= Giry monad =

In mathematics, the Giry monad is a construction that assigns to a measurable space a space of probability measures over it, equipped with a canonical sigma-algebra. It is one of the main examples of a probability monad.

It is implicitly used in probability theory whenever one considers probability measures which depend measurably on a parameter (giving rise to Markov kernels), or when one has probability measures over probability measures (such as in de Finetti's theorem).
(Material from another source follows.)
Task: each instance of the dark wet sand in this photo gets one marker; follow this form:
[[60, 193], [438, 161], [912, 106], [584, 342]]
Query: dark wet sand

Like many iterable constructions, it has the category-theoretic structure of a monad, on the category of measurable spaces.

==Construction==

The Giry monad, like every monad, consists of three structures:

- A functorial assignment, which in this case assigns to a measurable space $X$ a space of probability measures $PX$ over it;
- A natural map $\delta_X:X\to PX$ called the unit, which in this case assigns to each element of a space the Dirac measure over it;
- A natural map $\mathcal{E}_X:PPX\to PX$ called the multiplication, which in this case assigns to each probability measure over probability measures its expected value.

===The space of probability measures===

Let $(X, \mathcal{F})$ be a measurable space.
Denote by $PX$ the set of probability measures over $(X, \mathcal{F})$.
We equip the set $PX$ with a sigma-algebra as follows. First of all, for every measurable set $A\in \mathcal{F}$, define the map $\varepsilon_A:PX\to\mathbb{R}$ by $p\longmapsto p(A)$.
We then define the sigma algebra $\mathcal{PF}$ on $PX$ to be the smallest sigma-algebra which makes the maps $\varepsilon_A$ measurable, for all $A\in\mathcal{F}$ (where $\mathbb{R}$ is assumed equipped with the Borel sigma-algebra).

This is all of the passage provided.